A food blog, good call R1. This combines my two top passions: reading and eating, how lovely. In an effort to add some colour to the blog I am including a picture of the lemon loaf I made yesterday. I made this loaf to accompany the nachos and meatballs served during the Flames game yesterday evening. I needed to find a sweet treat to make without chocolate.. this is rare for me but one of the fans in attendance at the Campbell-dome last night does not like chocolate (I know strange and suspect..however, we will leave my thoughts about non-chocolate-likers for another time.). I adapted this from a recipe I found after a google search and then fiddled with for my own liking. At this point I realize that fellow Reems' are aghast, wondering why I didn't first consult our dessert recipe guru Rose Reisman? Well be reassured that I have in fact made Rose's lemon poppyseed loaf in the past, and while tasty, it requires cream cheese, something I did not have on-hand.
While non-food related, you will see from the picture of the littlest grublet, taken an hour ago, (on APRIL 18th !!!) why I am suddenly becoming more at peace with the idea of moving back to BC...OK, enough rambling, here she is:
Lemon Tea Cake with Honey Glaze
3/4 cup sugar
1/4 cup veg oil OR melted butter
1/4 cup fresh lemon juice
2 tsp lemon zest
1 cup buttermilk (I used 1 cup milk plus a dollop of yogurt - with all the lemon juice in the recipe you could skip the yogurt. I added slightly more than 1 cup of milk because I decreased the fat content slightly from the original recipe)

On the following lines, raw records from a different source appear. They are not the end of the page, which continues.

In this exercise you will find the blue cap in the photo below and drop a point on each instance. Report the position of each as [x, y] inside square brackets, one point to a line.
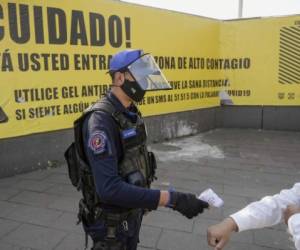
[123, 59]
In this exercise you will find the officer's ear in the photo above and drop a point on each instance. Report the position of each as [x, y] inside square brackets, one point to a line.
[119, 79]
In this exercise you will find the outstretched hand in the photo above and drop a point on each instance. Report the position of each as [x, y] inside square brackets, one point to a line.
[218, 235]
[187, 204]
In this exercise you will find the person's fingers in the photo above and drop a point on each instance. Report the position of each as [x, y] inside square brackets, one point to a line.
[211, 240]
[221, 244]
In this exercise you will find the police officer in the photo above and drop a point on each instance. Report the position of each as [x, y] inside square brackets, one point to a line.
[114, 146]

21/2 cup flour (I used white although the original recipe calls for whole wheat)
1 T baking powder
1/2 tsp salt
1 tsp poppy seeds (optional, not in original recipe but I like the look)
Mix and then bake at 350 degrees for aprox 50 min in a reg size loaf pan. While still warm pierce with a wooden skewer or toothpick and top with glaze.

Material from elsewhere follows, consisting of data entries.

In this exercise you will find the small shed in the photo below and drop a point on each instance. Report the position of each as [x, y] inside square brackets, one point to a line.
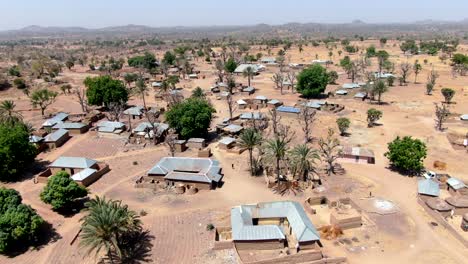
[180, 145]
[196, 143]
[273, 103]
[233, 129]
[288, 111]
[227, 143]
[248, 90]
[57, 138]
[341, 92]
[136, 111]
[241, 104]
[455, 185]
[358, 155]
[428, 187]
[73, 128]
[460, 204]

Combine and microwave for aprox one minute:
1/4 cup lemon juice (I used up my one lemon for the loaf portion of the recipe, I substituted lemon from a bottle and it still tasted good).
2 T honey
1 T sugar (I will probably skip the sugar next time and just use honey).
Before signing off I must pay homage to an amazing "koek" baker who is turning 86 years old today. Happy Birthday Grandma!